I understand that the idea of expressivism holds that an artist should express what he wishes, how he wishes, and perhaps even when he wishes. However, until such time as I can bilk an audience of a thousand or more out of a hundred bucks per seat, walk on stage, puke pea soup on the piano, and be hailed as an expressive genius, I’ll continue to call this work (and efforts like it) crap. It is of a piece with the comment made by someone I met who held a Masters degree in art, who reversed the cliché comment by saying, “I may not know what I like, but I know art.” This notion appalls me down to my very claws and makes my tail itch and get all bushy.
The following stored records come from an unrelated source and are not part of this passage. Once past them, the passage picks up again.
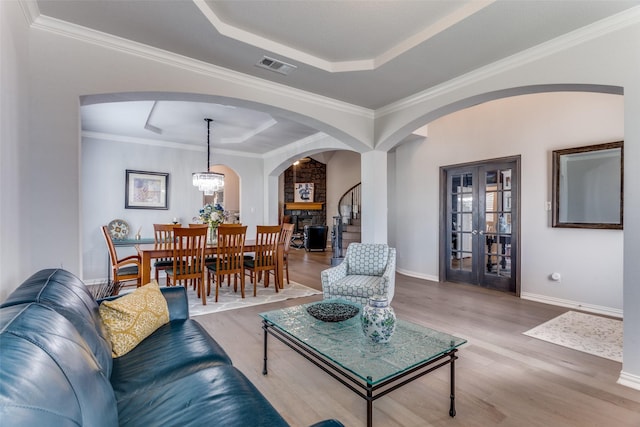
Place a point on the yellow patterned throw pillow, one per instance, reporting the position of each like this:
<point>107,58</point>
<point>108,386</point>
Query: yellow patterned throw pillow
<point>133,317</point>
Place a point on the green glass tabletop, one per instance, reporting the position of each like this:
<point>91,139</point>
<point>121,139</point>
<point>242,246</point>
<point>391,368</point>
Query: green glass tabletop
<point>345,344</point>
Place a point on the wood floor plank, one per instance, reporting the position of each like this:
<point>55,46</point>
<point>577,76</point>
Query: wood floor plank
<point>503,378</point>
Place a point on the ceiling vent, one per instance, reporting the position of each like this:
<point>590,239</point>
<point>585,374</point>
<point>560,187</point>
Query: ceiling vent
<point>275,65</point>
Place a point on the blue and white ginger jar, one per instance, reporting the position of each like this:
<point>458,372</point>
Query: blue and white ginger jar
<point>378,319</point>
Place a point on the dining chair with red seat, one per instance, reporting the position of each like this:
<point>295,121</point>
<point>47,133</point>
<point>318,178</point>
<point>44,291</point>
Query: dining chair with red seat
<point>267,241</point>
<point>123,269</point>
<point>229,259</point>
<point>285,238</point>
<point>163,233</point>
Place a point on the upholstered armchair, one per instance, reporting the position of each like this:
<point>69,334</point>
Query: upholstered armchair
<point>368,269</point>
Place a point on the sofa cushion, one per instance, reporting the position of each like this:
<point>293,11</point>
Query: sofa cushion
<point>367,259</point>
<point>49,375</point>
<point>219,395</point>
<point>175,349</point>
<point>69,296</point>
<point>135,316</point>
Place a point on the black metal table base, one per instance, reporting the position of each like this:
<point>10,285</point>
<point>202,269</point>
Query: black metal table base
<point>366,390</point>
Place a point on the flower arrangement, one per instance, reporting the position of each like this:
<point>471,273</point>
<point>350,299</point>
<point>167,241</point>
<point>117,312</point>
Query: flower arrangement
<point>211,214</point>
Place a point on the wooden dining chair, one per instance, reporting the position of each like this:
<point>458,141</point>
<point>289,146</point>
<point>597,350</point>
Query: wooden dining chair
<point>229,260</point>
<point>267,240</point>
<point>285,239</point>
<point>123,269</point>
<point>188,259</point>
<point>163,233</point>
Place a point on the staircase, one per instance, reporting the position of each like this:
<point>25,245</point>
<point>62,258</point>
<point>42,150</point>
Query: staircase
<point>351,233</point>
<point>349,208</point>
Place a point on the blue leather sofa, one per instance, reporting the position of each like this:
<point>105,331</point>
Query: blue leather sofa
<point>56,367</point>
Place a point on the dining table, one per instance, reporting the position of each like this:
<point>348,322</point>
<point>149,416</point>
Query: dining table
<point>150,251</point>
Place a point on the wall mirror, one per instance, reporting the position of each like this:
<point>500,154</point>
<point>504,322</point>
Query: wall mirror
<point>588,186</point>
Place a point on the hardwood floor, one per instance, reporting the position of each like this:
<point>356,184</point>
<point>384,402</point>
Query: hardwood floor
<point>503,378</point>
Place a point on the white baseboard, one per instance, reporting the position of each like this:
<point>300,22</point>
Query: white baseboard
<point>418,275</point>
<point>597,309</point>
<point>629,380</point>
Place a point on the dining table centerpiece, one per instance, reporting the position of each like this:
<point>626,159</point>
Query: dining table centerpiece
<point>213,215</point>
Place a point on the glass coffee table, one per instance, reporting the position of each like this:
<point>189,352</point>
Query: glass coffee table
<point>370,370</point>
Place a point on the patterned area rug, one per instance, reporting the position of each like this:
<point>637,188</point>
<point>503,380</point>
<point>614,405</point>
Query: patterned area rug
<point>229,300</point>
<point>588,333</point>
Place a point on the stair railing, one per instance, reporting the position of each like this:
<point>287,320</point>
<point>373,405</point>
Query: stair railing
<point>350,204</point>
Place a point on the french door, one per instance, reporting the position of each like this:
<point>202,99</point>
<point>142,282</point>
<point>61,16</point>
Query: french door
<point>479,238</point>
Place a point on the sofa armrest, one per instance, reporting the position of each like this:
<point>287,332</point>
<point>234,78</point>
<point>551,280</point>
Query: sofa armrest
<point>328,423</point>
<point>177,301</point>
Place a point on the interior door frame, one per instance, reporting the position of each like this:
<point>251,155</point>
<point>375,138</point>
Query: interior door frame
<point>443,232</point>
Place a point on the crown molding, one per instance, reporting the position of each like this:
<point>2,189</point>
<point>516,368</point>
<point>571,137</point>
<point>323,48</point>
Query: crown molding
<point>574,38</point>
<point>30,9</point>
<point>367,64</point>
<point>108,41</point>
<point>109,137</point>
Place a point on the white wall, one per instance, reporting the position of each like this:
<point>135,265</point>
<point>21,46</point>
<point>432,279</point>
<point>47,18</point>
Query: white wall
<point>14,119</point>
<point>531,126</point>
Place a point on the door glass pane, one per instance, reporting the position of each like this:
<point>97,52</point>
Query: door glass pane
<point>456,181</point>
<point>505,179</point>
<point>504,223</point>
<point>506,201</point>
<point>491,178</point>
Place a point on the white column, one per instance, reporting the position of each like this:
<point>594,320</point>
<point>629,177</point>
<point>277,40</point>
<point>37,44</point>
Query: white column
<point>271,200</point>
<point>374,197</point>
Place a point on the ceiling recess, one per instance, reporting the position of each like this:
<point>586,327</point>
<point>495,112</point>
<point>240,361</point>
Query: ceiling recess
<point>275,65</point>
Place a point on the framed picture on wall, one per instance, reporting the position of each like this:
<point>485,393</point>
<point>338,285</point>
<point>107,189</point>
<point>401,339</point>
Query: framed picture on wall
<point>146,190</point>
<point>303,192</point>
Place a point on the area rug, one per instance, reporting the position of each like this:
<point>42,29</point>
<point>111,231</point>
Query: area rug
<point>230,300</point>
<point>596,335</point>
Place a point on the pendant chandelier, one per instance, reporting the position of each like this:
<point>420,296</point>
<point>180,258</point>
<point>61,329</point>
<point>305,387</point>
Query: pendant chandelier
<point>208,181</point>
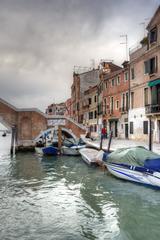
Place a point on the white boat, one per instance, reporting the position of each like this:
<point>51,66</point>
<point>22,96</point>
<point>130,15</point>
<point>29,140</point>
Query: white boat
<point>135,164</point>
<point>92,156</point>
<point>135,174</point>
<point>72,151</point>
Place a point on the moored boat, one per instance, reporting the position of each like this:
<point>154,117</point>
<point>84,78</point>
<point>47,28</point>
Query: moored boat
<point>136,165</point>
<point>50,151</point>
<point>92,156</point>
<point>72,150</point>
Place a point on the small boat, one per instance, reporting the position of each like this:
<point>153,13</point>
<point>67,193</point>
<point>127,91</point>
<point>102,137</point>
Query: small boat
<point>4,134</point>
<point>141,166</point>
<point>72,150</point>
<point>50,151</point>
<point>92,156</point>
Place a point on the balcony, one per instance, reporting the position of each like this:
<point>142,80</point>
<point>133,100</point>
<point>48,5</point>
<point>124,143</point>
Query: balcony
<point>152,108</point>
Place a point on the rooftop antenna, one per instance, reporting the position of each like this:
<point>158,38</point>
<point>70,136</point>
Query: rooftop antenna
<point>126,43</point>
<point>92,63</point>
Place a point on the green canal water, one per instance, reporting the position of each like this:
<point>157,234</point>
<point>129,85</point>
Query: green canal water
<point>63,198</point>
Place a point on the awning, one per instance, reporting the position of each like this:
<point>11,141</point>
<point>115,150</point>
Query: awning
<point>154,83</point>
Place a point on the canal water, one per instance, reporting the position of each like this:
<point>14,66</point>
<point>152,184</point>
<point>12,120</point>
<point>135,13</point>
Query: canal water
<point>63,198</point>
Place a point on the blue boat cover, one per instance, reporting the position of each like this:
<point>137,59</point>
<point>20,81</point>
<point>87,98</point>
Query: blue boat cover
<point>50,150</point>
<point>153,164</point>
<point>134,156</point>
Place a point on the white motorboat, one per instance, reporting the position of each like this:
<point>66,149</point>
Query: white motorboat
<point>135,174</point>
<point>92,156</point>
<point>136,165</point>
<point>72,150</point>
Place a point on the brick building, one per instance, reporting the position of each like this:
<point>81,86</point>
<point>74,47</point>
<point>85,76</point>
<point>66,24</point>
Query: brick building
<point>68,108</point>
<point>145,84</point>
<point>90,108</point>
<point>56,109</point>
<point>81,83</point>
<point>107,70</point>
<point>116,101</point>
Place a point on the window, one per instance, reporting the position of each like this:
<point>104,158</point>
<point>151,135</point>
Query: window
<point>153,35</point>
<point>146,67</point>
<point>132,73</point>
<point>118,80</point>
<point>126,76</point>
<point>123,102</point>
<point>127,101</point>
<point>90,115</point>
<point>145,127</point>
<point>145,96</point>
<point>90,101</point>
<point>95,114</point>
<point>77,106</point>
<point>105,103</point>
<point>131,127</point>
<point>132,100</point>
<point>150,66</point>
<point>112,104</point>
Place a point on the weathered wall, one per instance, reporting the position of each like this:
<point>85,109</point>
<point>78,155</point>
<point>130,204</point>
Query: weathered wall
<point>75,128</point>
<point>8,114</point>
<point>30,124</point>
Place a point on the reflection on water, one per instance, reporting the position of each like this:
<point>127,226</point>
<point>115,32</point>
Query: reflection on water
<point>62,198</point>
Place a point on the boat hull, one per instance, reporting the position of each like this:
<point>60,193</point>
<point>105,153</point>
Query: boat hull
<point>145,178</point>
<point>90,156</point>
<point>50,151</point>
<point>71,151</point>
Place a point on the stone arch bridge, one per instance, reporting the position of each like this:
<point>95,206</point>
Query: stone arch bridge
<point>28,123</point>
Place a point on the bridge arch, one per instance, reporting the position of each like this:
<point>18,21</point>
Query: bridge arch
<point>28,123</point>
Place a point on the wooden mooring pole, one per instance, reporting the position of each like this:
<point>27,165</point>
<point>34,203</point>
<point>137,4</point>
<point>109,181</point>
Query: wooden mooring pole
<point>59,138</point>
<point>109,141</point>
<point>13,140</point>
<point>150,133</point>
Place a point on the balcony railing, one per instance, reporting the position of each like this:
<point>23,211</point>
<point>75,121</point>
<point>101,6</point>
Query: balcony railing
<point>152,108</point>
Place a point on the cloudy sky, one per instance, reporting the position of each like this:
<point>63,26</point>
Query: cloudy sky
<point>42,40</point>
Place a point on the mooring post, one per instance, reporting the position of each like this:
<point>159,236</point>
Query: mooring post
<point>150,133</point>
<point>109,141</point>
<point>59,137</point>
<point>13,140</point>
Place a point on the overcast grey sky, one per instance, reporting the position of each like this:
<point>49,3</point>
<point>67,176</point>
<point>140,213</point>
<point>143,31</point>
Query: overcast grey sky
<point>42,40</point>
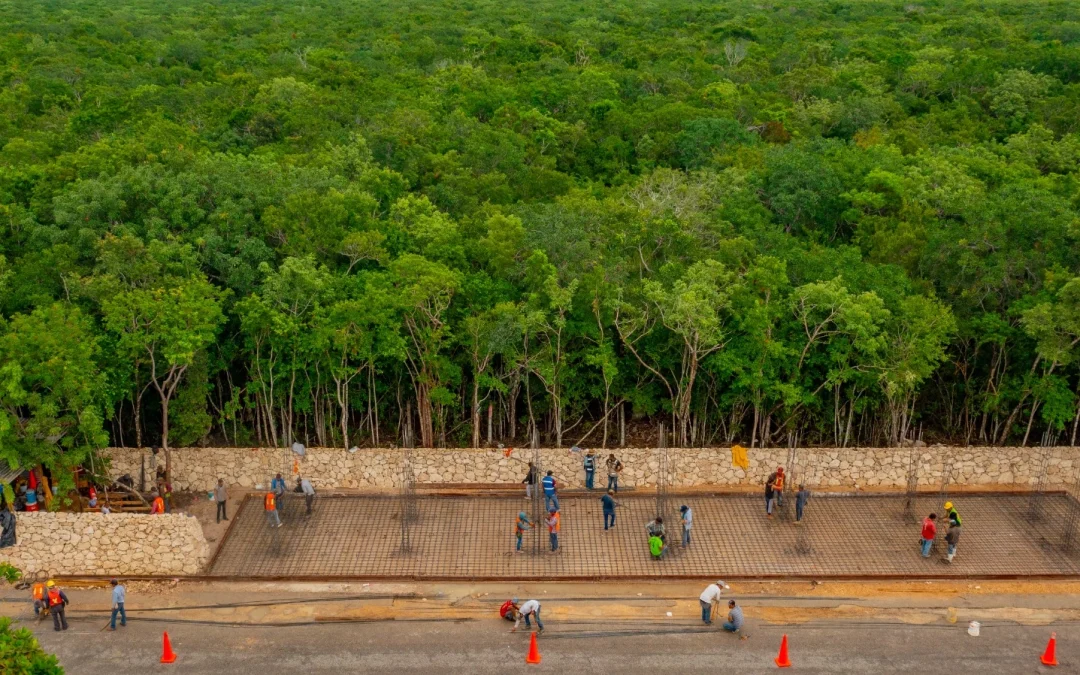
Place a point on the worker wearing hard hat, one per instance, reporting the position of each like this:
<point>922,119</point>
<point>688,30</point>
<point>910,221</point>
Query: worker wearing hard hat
<point>57,601</point>
<point>950,513</point>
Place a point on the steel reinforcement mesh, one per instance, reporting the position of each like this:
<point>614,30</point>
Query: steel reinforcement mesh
<point>472,538</point>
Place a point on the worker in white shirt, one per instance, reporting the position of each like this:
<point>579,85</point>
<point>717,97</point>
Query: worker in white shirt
<point>530,607</point>
<point>710,596</point>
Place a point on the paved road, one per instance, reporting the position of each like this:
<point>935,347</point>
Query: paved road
<point>472,538</point>
<point>485,647</point>
<point>591,629</point>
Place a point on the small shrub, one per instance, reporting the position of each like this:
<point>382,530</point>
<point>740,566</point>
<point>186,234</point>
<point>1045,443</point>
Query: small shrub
<point>22,655</point>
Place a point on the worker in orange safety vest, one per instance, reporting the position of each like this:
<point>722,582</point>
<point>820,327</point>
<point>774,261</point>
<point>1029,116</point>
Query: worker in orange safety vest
<point>57,601</point>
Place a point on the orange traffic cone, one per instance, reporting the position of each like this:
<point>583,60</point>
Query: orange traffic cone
<point>534,656</point>
<point>1050,656</point>
<point>167,656</point>
<point>782,660</point>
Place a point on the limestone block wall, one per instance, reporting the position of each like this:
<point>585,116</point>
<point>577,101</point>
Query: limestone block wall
<point>119,543</point>
<point>379,469</point>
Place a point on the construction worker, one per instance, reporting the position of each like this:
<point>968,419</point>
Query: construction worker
<point>119,595</point>
<point>221,497</point>
<point>39,598</point>
<point>553,526</point>
<point>929,531</point>
<point>590,464</point>
<point>615,468</point>
<point>57,601</point>
<point>509,609</point>
<point>609,504</point>
<point>709,597</point>
<point>270,504</point>
<point>953,538</point>
<point>770,495</point>
<point>656,528</point>
<point>523,524</point>
<point>657,548</point>
<point>952,514</point>
<point>550,497</point>
<point>687,524</point>
<point>733,624</point>
<point>529,608</point>
<point>157,504</point>
<point>278,486</point>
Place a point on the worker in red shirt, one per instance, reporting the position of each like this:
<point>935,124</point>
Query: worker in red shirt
<point>158,505</point>
<point>509,610</point>
<point>929,531</point>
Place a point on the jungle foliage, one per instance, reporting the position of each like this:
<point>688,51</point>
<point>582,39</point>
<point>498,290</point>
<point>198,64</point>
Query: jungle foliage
<point>469,221</point>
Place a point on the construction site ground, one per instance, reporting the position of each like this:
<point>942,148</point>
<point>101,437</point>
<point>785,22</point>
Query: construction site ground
<point>471,538</point>
<point>639,626</point>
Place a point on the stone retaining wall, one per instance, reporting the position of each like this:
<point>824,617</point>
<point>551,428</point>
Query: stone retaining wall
<point>380,469</point>
<point>119,543</point>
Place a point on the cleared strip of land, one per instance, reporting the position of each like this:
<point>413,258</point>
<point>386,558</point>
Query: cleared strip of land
<point>472,538</point>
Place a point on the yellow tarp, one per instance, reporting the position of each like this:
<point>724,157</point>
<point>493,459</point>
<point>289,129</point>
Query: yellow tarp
<point>739,457</point>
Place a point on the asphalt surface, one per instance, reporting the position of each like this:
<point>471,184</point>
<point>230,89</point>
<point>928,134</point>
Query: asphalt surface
<point>678,645</point>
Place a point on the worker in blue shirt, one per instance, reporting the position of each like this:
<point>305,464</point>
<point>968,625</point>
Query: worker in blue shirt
<point>550,498</point>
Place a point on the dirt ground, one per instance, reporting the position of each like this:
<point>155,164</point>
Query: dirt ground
<point>591,628</point>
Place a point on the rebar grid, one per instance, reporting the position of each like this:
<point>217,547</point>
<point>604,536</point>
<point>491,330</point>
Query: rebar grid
<point>472,537</point>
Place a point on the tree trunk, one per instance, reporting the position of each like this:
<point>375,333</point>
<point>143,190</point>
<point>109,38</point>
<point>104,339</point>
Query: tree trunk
<point>475,413</point>
<point>423,409</point>
<point>622,424</point>
<point>490,422</point>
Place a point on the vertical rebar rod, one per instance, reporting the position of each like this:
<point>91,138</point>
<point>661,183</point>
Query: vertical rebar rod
<point>662,472</point>
<point>1036,499</point>
<point>946,477</point>
<point>913,484</point>
<point>407,508</point>
<point>538,511</point>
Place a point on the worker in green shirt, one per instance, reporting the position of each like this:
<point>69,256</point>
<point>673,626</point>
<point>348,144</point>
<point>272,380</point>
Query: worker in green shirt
<point>950,513</point>
<point>657,547</point>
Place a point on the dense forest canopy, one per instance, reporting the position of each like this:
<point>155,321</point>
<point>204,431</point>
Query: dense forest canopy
<point>471,221</point>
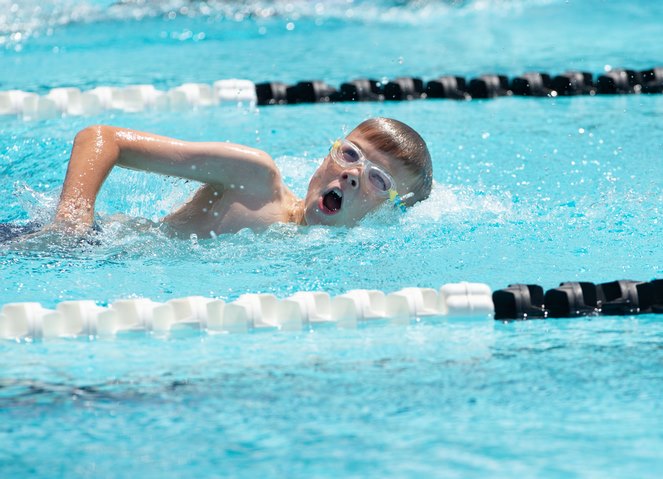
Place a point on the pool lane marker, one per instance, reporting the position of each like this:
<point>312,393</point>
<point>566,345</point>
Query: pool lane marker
<point>303,311</point>
<point>307,311</point>
<point>60,102</point>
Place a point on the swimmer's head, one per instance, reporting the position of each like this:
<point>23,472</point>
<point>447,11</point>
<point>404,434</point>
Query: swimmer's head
<point>379,158</point>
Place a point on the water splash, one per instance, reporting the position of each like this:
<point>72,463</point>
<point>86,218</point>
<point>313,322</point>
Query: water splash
<point>33,18</point>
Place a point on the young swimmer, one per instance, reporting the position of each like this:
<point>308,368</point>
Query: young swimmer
<point>381,160</point>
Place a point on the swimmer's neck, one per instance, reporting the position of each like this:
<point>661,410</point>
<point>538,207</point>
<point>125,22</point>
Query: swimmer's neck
<point>296,211</point>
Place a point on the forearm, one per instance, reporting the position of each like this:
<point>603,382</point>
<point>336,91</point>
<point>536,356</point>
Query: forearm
<point>93,155</point>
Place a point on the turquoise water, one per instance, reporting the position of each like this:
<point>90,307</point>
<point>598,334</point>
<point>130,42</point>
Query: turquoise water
<point>527,190</point>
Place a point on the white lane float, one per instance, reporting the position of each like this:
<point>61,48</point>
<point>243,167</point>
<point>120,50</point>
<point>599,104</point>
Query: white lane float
<point>68,101</point>
<point>303,311</point>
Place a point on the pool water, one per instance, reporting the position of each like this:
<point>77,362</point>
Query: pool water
<point>527,190</point>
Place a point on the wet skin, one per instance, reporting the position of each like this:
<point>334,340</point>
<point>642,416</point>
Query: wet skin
<point>242,187</point>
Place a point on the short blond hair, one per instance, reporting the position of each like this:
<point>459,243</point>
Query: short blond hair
<point>400,141</point>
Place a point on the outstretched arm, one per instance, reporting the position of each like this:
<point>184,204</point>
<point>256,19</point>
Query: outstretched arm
<point>98,148</point>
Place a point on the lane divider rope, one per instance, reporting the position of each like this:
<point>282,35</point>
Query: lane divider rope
<point>305,311</point>
<point>135,98</point>
<point>301,311</point>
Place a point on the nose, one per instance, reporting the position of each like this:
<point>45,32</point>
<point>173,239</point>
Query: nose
<point>351,178</point>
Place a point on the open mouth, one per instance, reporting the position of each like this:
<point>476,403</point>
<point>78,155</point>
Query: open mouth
<point>331,201</point>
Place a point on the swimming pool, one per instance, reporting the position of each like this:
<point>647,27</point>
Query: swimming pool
<point>527,190</point>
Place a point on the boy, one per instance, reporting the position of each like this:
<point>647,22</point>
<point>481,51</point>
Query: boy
<point>380,160</point>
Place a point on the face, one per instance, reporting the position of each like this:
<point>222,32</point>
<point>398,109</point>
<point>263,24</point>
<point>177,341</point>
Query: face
<point>341,195</point>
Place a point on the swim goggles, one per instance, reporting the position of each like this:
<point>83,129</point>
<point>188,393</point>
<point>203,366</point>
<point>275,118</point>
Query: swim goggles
<point>348,155</point>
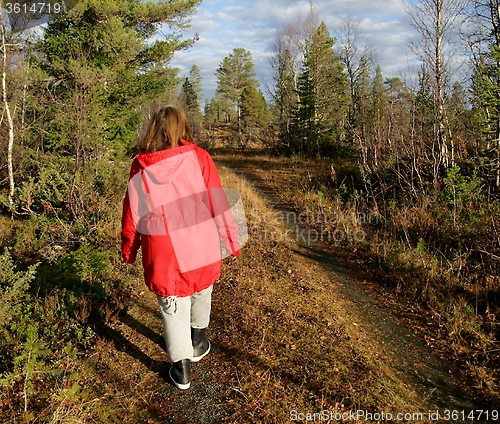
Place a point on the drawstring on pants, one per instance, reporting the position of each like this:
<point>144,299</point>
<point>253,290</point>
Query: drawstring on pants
<point>172,306</point>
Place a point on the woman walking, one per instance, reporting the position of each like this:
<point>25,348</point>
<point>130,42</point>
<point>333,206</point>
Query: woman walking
<point>176,209</point>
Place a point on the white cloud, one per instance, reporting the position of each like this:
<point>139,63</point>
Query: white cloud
<point>252,24</point>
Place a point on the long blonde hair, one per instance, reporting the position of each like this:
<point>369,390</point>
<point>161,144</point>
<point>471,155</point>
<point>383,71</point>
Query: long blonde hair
<point>167,129</point>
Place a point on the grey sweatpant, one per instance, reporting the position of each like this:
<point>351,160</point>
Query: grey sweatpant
<point>179,314</point>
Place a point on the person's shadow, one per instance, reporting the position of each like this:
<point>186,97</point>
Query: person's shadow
<point>122,344</point>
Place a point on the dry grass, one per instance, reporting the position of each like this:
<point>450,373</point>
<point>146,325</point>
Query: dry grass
<point>415,278</point>
<point>293,345</point>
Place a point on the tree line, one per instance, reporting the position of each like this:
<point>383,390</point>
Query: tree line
<point>425,155</point>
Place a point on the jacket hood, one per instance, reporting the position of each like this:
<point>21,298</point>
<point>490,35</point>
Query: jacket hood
<point>163,167</point>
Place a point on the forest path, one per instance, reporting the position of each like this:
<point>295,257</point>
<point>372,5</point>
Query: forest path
<point>372,325</point>
<point>227,385</point>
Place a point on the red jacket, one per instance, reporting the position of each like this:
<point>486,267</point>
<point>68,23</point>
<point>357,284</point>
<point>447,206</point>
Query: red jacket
<point>176,209</point>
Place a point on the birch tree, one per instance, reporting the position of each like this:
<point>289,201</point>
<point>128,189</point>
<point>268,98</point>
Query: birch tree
<point>437,22</point>
<point>10,122</point>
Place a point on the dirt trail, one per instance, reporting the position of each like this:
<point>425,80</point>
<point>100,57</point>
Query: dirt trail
<point>135,343</point>
<point>375,327</point>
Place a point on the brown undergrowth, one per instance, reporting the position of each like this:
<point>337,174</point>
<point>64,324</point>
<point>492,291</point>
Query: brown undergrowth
<point>438,313</point>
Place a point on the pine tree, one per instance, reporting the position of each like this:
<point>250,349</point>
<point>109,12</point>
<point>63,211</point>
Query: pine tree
<point>99,70</point>
<point>235,73</point>
<point>321,90</point>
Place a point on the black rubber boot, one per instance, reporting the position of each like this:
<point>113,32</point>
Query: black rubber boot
<point>201,346</point>
<point>180,373</point>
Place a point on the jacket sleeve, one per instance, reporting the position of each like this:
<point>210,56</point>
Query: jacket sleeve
<point>131,240</point>
<point>219,205</point>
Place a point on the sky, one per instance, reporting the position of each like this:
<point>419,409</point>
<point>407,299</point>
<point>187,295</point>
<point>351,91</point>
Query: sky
<point>223,25</point>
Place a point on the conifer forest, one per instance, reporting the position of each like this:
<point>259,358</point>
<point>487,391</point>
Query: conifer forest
<point>420,154</point>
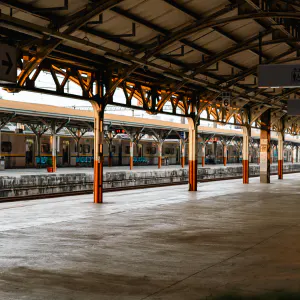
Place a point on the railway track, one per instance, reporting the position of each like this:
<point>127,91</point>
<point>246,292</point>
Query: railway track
<point>116,189</point>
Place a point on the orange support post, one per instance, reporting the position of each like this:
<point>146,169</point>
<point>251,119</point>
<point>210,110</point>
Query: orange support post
<point>182,153</point>
<point>280,155</point>
<point>225,155</point>
<point>265,145</point>
<point>203,155</point>
<point>159,146</point>
<point>54,152</point>
<point>246,135</point>
<point>193,163</point>
<point>131,156</point>
<point>98,152</point>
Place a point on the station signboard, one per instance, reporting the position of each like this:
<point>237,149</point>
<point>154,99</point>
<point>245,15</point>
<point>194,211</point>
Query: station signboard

It is this idiotic concept that caused people to spend millions of dollars for a Campbell’s soup can (Warhol) or a canvas splattered by paintball shots (Pollock). Those of us who thought this insane were told that we “just don’t get it,” and are therefore unworthy of being in the presence of this “great art.” Bulletin from the Peanut Gallery: There comes a point where, even when we understand what the guy is attempting, he screwed the pooch, and it’s time to move on before he does the same to us and our wallets.